Garfieldnfish it sounds like you are only in this breeding thing to make money. I like the idea it would be good to see what turns out of it.


----------



## garfieldnfish

No I'm not into breeding fish for money (Something hardly ever done in a home aquarium anyway, I still have my day job). I try to breed fish that are rare or hard to find in nature thus making them more available for the hobby we love. And to prevent certain species from becoming extinct. But I don't believe in "experimenting" with living creatures, which you then have to destroy most if not all of. Seems that should be left up to nature and someone higher up then me.


----------



## aaa

fishboy said:


> well this whole project is still on the fence. This hybrid project is mearly just for me to learn though i know it would be looked down apon yet i still have a strange urge to carry on for this project has been in planning for sometime now and i have some tanks set aside for it. If I can get a pure endler stock from my LFS(trust me, these fish will be observed closely to see if they cntain guppy genetics) then i will breed thoose fish instead because, I admit, they are far prettier. If i can't get gambusia affins or endlers from my LFS then I will wait till the summer, hope my dad will get paypal, and buy a wild endler stock off AB instead. No matter what though, i will do the muppy project at some point.

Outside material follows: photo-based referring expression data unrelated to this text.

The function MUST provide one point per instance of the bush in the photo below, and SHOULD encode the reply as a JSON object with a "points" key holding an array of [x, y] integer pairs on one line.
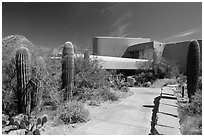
{"points": [[106, 94], [166, 69], [73, 112], [143, 78], [191, 115]]}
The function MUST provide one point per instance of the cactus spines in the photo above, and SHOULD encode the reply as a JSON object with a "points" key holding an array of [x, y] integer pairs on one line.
{"points": [[86, 54], [23, 73], [67, 69], [192, 69]]}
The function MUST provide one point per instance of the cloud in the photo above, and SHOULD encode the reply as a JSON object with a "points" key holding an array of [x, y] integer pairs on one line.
{"points": [[120, 31], [183, 34], [113, 8], [121, 16]]}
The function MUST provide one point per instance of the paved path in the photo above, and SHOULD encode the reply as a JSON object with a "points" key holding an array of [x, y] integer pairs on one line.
{"points": [[167, 115], [132, 116]]}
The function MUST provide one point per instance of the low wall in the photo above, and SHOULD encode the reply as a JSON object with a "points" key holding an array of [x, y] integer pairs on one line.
{"points": [[114, 46]]}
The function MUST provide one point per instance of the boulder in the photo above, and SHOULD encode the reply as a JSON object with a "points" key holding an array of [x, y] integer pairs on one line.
{"points": [[131, 81]]}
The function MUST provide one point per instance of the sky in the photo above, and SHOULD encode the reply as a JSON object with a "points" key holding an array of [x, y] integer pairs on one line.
{"points": [[52, 24]]}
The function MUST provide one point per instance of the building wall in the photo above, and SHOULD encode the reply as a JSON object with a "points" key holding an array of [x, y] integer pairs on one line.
{"points": [[177, 52], [114, 46], [158, 50], [140, 51]]}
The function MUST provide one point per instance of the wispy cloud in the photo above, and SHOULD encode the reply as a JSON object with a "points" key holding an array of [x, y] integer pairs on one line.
{"points": [[183, 34], [121, 19], [120, 31]]}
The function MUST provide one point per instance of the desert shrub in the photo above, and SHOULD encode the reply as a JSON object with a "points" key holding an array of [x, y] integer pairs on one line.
{"points": [[166, 69], [191, 115], [9, 83], [194, 107], [192, 126], [143, 77], [106, 94], [73, 112]]}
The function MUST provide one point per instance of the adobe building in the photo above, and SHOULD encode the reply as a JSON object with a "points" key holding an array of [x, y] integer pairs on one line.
{"points": [[143, 49]]}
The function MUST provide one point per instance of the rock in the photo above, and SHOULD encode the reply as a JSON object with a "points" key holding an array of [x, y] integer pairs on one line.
{"points": [[18, 132], [131, 81]]}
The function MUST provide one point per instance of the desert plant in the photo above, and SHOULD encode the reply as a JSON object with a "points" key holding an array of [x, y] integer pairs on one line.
{"points": [[166, 69], [86, 54], [192, 69], [106, 94], [23, 74], [67, 70], [30, 124], [73, 112]]}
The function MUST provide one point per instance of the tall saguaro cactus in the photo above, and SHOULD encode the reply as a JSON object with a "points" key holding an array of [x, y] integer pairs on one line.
{"points": [[86, 54], [23, 73], [193, 62], [67, 69]]}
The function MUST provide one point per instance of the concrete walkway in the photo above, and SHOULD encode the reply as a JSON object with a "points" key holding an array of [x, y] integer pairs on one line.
{"points": [[132, 116], [167, 115]]}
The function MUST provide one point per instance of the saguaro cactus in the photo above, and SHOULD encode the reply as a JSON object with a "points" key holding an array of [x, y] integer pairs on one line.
{"points": [[86, 54], [23, 73], [67, 70], [193, 62]]}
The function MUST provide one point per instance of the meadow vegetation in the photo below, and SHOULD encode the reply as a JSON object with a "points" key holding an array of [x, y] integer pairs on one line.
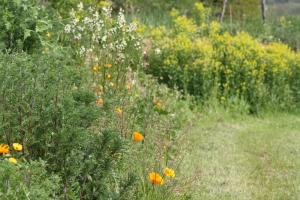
{"points": [[98, 101]]}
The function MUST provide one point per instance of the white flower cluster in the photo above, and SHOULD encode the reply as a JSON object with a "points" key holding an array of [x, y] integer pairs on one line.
{"points": [[97, 31]]}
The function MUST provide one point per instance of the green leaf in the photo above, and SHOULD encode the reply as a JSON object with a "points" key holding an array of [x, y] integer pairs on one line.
{"points": [[42, 26]]}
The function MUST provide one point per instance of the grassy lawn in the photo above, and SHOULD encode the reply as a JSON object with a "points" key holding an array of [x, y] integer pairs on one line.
{"points": [[244, 157]]}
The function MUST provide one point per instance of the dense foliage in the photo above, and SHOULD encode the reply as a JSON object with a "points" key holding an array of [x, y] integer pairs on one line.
{"points": [[76, 111], [202, 60]]}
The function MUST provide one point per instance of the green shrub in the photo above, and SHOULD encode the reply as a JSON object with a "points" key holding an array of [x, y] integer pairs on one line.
{"points": [[27, 180]]}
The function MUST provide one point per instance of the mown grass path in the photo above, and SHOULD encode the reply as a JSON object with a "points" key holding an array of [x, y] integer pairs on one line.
{"points": [[244, 158]]}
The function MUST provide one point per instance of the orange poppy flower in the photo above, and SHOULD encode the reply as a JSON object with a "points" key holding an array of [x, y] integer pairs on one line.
{"points": [[4, 149], [156, 179], [17, 147], [169, 172], [99, 102], [137, 137], [108, 65]]}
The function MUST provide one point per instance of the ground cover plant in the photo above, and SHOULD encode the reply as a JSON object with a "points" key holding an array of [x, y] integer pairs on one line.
{"points": [[146, 100]]}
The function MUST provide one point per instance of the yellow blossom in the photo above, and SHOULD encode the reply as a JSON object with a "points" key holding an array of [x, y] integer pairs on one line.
{"points": [[4, 149], [17, 147], [169, 172], [137, 137], [156, 178]]}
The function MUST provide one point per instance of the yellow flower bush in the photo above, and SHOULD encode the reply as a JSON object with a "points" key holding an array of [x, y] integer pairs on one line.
{"points": [[201, 60]]}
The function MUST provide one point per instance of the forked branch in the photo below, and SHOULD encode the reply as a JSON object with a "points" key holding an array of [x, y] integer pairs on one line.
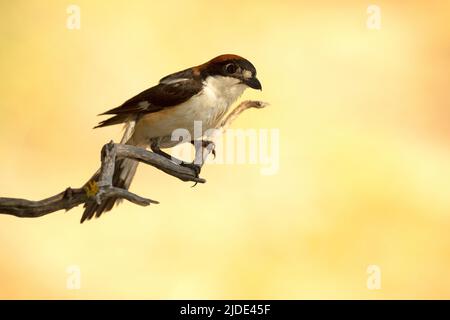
{"points": [[103, 189]]}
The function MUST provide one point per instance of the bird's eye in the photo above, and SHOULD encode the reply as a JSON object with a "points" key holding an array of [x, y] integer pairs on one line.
{"points": [[230, 68]]}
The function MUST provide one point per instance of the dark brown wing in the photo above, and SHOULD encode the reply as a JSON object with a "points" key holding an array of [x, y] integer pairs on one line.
{"points": [[164, 95]]}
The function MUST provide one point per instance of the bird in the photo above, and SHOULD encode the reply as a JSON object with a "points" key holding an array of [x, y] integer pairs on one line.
{"points": [[201, 93]]}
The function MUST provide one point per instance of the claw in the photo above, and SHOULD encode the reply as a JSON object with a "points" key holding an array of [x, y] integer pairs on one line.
{"points": [[91, 189], [197, 169]]}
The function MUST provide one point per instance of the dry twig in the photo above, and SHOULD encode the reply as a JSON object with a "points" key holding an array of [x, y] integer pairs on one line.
{"points": [[103, 188]]}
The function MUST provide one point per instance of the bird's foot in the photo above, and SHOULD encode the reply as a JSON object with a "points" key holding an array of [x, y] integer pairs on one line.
{"points": [[207, 144], [91, 189], [193, 166]]}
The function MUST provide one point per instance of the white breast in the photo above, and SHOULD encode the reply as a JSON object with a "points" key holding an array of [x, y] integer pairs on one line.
{"points": [[209, 106]]}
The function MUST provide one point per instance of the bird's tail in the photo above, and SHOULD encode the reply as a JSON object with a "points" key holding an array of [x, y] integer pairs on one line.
{"points": [[124, 172]]}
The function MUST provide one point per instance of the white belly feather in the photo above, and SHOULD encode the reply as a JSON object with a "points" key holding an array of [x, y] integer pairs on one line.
{"points": [[209, 106]]}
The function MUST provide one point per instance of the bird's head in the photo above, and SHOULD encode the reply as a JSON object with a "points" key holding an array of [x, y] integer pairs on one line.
{"points": [[230, 66]]}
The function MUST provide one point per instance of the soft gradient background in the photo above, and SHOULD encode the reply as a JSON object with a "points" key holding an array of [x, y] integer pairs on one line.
{"points": [[364, 151]]}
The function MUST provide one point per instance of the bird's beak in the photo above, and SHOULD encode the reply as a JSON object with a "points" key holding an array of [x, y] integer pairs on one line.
{"points": [[253, 83]]}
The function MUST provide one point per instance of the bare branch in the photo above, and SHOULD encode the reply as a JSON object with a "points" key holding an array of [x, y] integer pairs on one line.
{"points": [[103, 188]]}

hey fishboy, i know a guy that has tons of pure endler he needs to sell. if you are interested, PM me.

by the way, i am really interested in the project you about to do. i am against hybrid most of the time as it can drive one species to extiction, but this time, i really want to see what happen because i want to try this many years ago but i never have space or time to do it. keep us update on this project. plus so many guppies and gambusia affinis out there, doesn't hurt to try.


----------



## fishboy

garfieldnfish said:


> No I'm not into breeding fish for money (Something hardly ever done in a home aquarium anyway, I still have my day job). I try to breed fish that are rare or hard to find in nature thus making them more available for the hobby we love. And to prevent certain species from becoming extinct. But I don't believe in "experimenting" with living creatures, which you then have to destroy most if not all of. Seems that should be left up to nature and someone higher up then me.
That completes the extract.